Friday, February 10, 2012

Embracing Change (in the kitchen)

Over the Christmas holidays, with all four children at home for two weeks, I wanted to keep things interesting.  I decided to come up with some different ways to break up the monotony.  I thought it would be a nice treat to let each child pick what we would have for dinner one night.  I realized just how easy it can be to please my children when the list included items such as coleslaw from Sam's, Manwich, and chicken nuggets.
When it was Abby’s turn, I asked her about her choice of spaghetti and meatballs.  Spaghetti is a staple in our home, but I rarely add meatballs.  I asked if she wanted me to make meatballs to go with the spaghetti or buy the frozen ones to heat up.  She looked at me and shook her head sheepishly.  Neither.  She wanted her special meal to be a can of Chef Boyardee Spaghetti and Meatballs.
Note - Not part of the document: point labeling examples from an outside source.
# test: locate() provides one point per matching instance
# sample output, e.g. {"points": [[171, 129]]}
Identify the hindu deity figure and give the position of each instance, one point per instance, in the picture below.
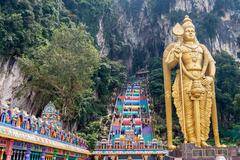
{"points": [[193, 89]]}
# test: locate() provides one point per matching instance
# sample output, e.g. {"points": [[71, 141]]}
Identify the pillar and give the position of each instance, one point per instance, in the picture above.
{"points": [[96, 157], [112, 157], [14, 154], [145, 157], [160, 156], [28, 152], [66, 156], [43, 154], [21, 153], [18, 154], [55, 154], [1, 153], [9, 151]]}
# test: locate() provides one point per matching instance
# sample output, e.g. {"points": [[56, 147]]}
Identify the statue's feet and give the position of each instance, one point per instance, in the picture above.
{"points": [[197, 145], [204, 144], [171, 147], [221, 145]]}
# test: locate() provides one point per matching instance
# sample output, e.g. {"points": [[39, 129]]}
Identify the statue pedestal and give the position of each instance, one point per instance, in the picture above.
{"points": [[190, 152]]}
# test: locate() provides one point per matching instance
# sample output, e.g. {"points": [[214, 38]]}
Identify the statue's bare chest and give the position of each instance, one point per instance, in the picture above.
{"points": [[192, 57]]}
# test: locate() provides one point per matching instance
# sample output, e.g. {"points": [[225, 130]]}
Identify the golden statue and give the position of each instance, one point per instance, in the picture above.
{"points": [[193, 89]]}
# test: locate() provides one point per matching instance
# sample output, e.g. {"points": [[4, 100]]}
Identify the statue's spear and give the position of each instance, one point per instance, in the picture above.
{"points": [[178, 31]]}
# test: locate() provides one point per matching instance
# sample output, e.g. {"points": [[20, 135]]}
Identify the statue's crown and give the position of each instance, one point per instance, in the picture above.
{"points": [[187, 22]]}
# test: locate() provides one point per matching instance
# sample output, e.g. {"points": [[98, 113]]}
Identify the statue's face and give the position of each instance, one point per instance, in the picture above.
{"points": [[189, 34]]}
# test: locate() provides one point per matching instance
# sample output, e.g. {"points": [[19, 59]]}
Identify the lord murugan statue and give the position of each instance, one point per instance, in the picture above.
{"points": [[193, 89]]}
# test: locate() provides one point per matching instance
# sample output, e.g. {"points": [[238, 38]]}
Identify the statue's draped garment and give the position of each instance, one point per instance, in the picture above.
{"points": [[196, 62]]}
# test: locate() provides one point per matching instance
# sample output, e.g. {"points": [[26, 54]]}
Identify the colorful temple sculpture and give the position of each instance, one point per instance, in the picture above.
{"points": [[25, 137], [131, 133]]}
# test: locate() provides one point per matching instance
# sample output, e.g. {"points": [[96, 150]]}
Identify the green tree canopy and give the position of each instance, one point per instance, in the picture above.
{"points": [[63, 68]]}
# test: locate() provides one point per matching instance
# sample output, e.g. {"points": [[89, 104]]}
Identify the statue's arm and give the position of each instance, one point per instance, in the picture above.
{"points": [[171, 59], [211, 68]]}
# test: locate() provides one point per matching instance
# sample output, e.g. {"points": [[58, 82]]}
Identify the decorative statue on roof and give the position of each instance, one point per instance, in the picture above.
{"points": [[193, 89], [51, 116]]}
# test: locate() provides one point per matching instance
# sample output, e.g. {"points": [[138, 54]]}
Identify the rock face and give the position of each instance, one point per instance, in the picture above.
{"points": [[11, 82], [143, 28]]}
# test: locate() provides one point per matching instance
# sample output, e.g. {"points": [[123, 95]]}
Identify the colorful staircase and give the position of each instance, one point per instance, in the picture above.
{"points": [[131, 132]]}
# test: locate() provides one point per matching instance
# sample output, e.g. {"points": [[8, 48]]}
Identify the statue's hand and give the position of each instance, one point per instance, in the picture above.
{"points": [[177, 52], [207, 80]]}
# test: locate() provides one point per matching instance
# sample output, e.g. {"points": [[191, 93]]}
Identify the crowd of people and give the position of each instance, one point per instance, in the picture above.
{"points": [[48, 125]]}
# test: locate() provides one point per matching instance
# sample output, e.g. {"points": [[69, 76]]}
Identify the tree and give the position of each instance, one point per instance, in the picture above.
{"points": [[64, 67]]}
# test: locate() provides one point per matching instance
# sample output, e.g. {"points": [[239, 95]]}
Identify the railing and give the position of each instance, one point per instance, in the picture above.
{"points": [[83, 146], [129, 146]]}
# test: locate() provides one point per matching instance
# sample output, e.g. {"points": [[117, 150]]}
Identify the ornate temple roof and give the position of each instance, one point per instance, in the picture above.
{"points": [[50, 109]]}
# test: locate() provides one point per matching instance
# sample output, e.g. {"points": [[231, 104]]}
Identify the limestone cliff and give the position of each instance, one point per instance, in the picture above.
{"points": [[143, 28]]}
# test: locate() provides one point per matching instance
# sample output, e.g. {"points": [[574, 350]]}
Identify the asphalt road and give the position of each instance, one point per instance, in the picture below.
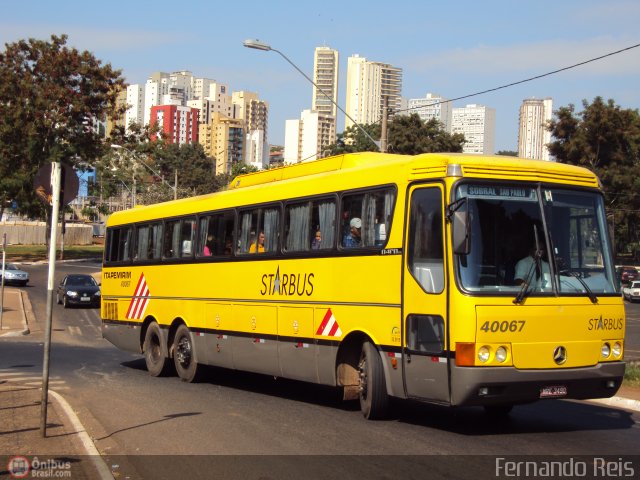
{"points": [[138, 422]]}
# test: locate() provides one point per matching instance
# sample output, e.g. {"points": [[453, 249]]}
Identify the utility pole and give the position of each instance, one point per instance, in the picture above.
{"points": [[56, 173], [383, 125], [175, 185]]}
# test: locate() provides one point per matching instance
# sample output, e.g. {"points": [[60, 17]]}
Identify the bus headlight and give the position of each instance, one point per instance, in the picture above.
{"points": [[483, 354], [617, 350], [501, 354]]}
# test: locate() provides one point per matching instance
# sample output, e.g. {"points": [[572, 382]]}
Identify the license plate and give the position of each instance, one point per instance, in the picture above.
{"points": [[553, 391]]}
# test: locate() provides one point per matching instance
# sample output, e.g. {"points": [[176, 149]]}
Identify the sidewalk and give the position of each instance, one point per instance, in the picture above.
{"points": [[67, 451]]}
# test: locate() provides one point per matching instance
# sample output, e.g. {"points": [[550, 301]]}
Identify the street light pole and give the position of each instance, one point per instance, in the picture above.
{"points": [[258, 45]]}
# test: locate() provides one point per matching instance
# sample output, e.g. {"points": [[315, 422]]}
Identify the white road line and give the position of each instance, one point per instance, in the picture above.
{"points": [[33, 379], [75, 331]]}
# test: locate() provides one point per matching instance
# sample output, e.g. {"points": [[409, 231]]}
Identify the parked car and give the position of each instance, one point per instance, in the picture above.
{"points": [[628, 274], [78, 289], [632, 291], [13, 275]]}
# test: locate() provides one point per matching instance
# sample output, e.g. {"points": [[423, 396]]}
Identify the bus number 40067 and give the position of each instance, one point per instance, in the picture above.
{"points": [[506, 326]]}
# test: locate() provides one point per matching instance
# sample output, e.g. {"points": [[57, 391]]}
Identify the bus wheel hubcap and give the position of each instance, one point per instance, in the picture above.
{"points": [[184, 351]]}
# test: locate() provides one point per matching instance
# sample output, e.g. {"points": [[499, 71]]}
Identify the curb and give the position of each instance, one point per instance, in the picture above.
{"points": [[618, 402], [87, 444], [25, 325]]}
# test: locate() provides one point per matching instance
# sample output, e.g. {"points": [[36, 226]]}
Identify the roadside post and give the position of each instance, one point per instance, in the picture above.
{"points": [[55, 188], [4, 253]]}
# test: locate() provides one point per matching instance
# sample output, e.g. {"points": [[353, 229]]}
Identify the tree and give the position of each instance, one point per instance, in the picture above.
{"points": [[410, 135], [407, 134], [605, 139], [49, 96]]}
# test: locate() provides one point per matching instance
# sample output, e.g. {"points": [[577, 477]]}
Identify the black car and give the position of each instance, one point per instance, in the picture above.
{"points": [[78, 289]]}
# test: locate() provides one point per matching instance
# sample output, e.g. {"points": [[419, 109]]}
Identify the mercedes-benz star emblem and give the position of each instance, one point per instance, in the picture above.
{"points": [[560, 355]]}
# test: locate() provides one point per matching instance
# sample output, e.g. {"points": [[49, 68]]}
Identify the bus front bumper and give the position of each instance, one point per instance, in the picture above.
{"points": [[507, 385]]}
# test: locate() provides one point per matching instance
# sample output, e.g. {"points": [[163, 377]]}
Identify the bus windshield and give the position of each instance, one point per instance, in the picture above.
{"points": [[547, 240]]}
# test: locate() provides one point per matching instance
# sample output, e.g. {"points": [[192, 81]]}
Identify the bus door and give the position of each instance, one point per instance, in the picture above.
{"points": [[425, 359]]}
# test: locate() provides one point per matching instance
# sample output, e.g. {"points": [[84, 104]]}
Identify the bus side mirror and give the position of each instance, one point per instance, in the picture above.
{"points": [[460, 233]]}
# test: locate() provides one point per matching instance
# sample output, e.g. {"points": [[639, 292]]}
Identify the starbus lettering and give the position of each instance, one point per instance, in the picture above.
{"points": [[116, 275], [287, 284], [606, 323]]}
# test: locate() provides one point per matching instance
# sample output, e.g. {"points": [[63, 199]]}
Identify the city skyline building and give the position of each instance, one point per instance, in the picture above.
{"points": [[254, 113], [478, 125], [223, 139], [177, 123], [432, 106], [307, 139], [325, 76], [368, 83], [533, 136]]}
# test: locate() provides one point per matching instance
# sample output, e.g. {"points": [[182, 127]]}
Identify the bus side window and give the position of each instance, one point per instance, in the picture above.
{"points": [[171, 243], [425, 248], [187, 235], [425, 333], [372, 211]]}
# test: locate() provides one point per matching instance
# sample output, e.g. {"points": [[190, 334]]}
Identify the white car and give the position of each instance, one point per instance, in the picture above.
{"points": [[13, 275], [632, 291]]}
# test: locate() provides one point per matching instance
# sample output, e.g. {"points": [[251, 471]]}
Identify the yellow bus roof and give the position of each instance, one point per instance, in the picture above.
{"points": [[347, 171]]}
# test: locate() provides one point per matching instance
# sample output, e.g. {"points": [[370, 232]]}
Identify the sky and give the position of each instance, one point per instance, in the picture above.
{"points": [[453, 48]]}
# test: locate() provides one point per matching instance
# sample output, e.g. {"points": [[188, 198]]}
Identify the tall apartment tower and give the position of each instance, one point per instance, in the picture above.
{"points": [[432, 106], [367, 84], [478, 125], [325, 76], [533, 136], [135, 105], [179, 124], [307, 139], [254, 113], [223, 139]]}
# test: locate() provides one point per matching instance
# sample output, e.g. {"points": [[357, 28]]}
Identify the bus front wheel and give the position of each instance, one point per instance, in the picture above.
{"points": [[184, 355], [155, 351], [374, 401]]}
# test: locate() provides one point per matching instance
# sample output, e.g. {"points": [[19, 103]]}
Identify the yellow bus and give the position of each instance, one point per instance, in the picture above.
{"points": [[453, 279]]}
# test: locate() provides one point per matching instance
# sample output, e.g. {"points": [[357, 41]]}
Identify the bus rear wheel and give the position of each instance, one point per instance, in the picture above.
{"points": [[184, 355], [374, 401], [155, 350]]}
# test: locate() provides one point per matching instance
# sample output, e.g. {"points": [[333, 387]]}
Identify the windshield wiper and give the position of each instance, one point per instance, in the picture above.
{"points": [[570, 273], [536, 265], [524, 290]]}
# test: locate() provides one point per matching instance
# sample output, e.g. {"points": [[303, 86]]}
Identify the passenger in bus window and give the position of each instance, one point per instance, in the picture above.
{"points": [[317, 241], [353, 239], [258, 246], [208, 246]]}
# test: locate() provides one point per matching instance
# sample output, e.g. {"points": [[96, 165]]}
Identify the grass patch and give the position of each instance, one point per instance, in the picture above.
{"points": [[632, 375], [22, 253]]}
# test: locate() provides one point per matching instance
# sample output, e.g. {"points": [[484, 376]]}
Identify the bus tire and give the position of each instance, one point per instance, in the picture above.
{"points": [[184, 355], [155, 350], [374, 401]]}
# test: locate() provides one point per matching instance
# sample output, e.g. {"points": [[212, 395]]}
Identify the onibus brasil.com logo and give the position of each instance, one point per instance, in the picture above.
{"points": [[21, 467]]}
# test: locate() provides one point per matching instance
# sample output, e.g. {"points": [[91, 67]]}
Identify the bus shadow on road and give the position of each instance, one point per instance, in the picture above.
{"points": [[540, 417], [279, 387], [551, 416]]}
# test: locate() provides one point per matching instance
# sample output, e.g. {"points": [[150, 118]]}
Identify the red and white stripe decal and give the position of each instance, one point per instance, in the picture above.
{"points": [[329, 326], [140, 300]]}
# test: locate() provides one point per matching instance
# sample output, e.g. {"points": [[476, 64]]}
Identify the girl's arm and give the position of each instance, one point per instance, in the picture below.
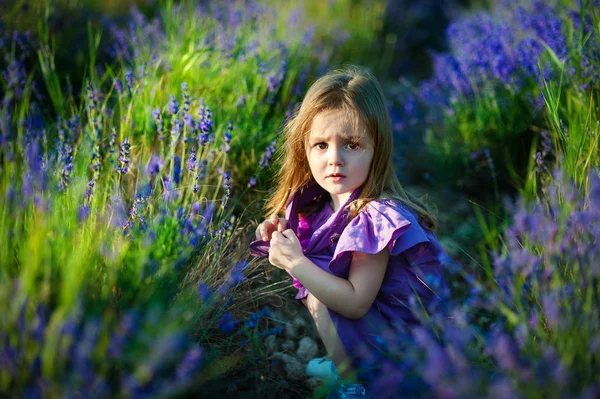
{"points": [[351, 298]]}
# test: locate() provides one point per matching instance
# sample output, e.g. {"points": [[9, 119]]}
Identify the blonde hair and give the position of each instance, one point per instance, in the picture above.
{"points": [[357, 91]]}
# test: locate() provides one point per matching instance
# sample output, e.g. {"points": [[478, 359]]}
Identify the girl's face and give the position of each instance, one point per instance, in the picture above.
{"points": [[339, 156]]}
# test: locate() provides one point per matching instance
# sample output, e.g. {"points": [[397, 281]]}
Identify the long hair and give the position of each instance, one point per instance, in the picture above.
{"points": [[354, 90]]}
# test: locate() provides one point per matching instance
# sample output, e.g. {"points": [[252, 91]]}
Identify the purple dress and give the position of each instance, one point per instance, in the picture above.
{"points": [[328, 240]]}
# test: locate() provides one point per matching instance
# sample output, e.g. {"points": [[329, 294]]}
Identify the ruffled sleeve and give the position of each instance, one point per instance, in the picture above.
{"points": [[381, 224]]}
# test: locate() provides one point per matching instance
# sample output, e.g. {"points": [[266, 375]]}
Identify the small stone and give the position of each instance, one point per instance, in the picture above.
{"points": [[307, 349], [294, 370]]}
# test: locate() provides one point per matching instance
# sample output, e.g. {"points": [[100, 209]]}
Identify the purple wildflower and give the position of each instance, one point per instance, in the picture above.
{"points": [[192, 160], [67, 167], [129, 78], [118, 85]]}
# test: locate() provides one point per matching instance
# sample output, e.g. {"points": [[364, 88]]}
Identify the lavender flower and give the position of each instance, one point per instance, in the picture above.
{"points": [[129, 78], [172, 106], [67, 168], [226, 147], [192, 160], [159, 123], [266, 157], [187, 102], [176, 169], [118, 85]]}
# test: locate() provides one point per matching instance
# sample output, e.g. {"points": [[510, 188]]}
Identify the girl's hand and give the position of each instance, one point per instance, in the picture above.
{"points": [[285, 248], [266, 228]]}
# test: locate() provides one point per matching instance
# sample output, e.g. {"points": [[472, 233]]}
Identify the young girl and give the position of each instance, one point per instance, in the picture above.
{"points": [[355, 242]]}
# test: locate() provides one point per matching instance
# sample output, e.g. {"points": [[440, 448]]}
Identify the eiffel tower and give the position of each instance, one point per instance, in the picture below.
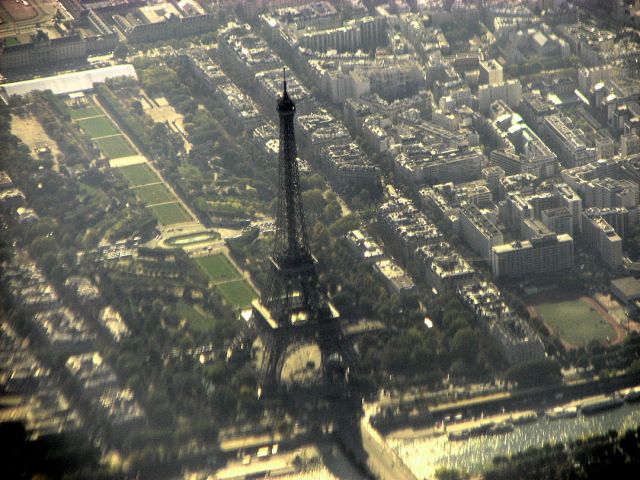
{"points": [[302, 340]]}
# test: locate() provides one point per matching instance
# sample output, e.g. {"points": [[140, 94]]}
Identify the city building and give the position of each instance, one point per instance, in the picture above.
{"points": [[600, 236], [544, 253], [479, 232], [558, 220]]}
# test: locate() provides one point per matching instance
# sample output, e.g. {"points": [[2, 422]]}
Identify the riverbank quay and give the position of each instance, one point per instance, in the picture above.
{"points": [[419, 415]]}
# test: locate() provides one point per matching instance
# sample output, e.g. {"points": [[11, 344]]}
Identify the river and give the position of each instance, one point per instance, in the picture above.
{"points": [[424, 455]]}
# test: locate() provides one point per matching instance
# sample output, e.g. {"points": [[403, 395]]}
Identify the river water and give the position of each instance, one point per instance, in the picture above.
{"points": [[425, 455]]}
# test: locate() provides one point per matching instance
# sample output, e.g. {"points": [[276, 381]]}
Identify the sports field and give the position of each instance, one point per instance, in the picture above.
{"points": [[155, 193], [97, 127], [85, 112], [170, 213], [196, 318], [576, 322], [115, 147], [218, 268], [140, 174], [238, 293]]}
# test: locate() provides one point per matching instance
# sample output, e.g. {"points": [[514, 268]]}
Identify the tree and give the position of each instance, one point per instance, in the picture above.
{"points": [[121, 51], [464, 345], [535, 373]]}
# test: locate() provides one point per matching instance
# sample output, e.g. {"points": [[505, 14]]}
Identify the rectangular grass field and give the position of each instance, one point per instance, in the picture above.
{"points": [[170, 213], [575, 321], [98, 127], [196, 319], [152, 194], [140, 174], [85, 112], [115, 147], [238, 293], [218, 268]]}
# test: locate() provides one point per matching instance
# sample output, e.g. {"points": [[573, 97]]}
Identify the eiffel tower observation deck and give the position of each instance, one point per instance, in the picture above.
{"points": [[299, 329]]}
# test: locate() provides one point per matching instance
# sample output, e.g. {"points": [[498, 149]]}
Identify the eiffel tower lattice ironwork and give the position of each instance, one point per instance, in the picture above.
{"points": [[293, 309]]}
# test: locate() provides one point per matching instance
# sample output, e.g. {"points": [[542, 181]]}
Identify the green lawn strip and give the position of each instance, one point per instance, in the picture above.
{"points": [[152, 194], [140, 174], [85, 112], [197, 319], [170, 213], [192, 238], [115, 147], [238, 293], [218, 268], [575, 321], [98, 127]]}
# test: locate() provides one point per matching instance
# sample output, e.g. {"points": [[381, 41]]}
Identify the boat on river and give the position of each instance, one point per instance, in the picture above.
{"points": [[526, 417], [598, 405], [631, 395], [502, 427], [557, 413]]}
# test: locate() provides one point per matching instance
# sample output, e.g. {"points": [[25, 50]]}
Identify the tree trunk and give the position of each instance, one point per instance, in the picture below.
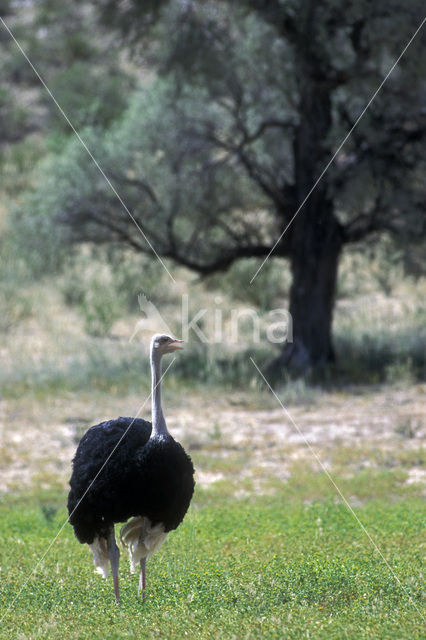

There’s some insight to my mothering skills. 
In the past, I have wished I could do better with domestic activities like cooking and sewing.  For years, I blamed my lack of interest in these areas on having young children, finishing school, or working full-time.  Now that I’m at home full-time, I’ve been able to fill my time with other things.  I still don’t have it in me.  I would rather be doing something other than cook.     
I'm fortunate to have a husband who doesn't mind the same three or four simple dinners, and my oldest daughter loves to bake and decorate for special occasions.  My children don’t mind eating hot dogs or something from a can.  Apparently, it’s preferred.
Then in the month of January, things started to change.  In the interest of improving myself as a runner, I’m trying out new foods.  I tired of buying so many convenience foods for the kids, and with some possible allergen concerns with one family member, I’m now making special meals.  In short, I’m spending more hours in the kitchen than ever before.  I’m trying to do a better job of feeding my family. 
I looked around my kitchen the other day, and it’s starting to become unrecognizable.  New items grace my cabinet shelves such as quinoa, Greek yogurt, mushrooms, and more whole grains.  There are brands from the health food store that I'd never heard of that have taken the place of the boxes of mac and cheese. 
But then I look at the floor next to the refrigerator and see my all too familiar 12-pack case of Diet Coke. 
I haven’t gone totally over the edge yet.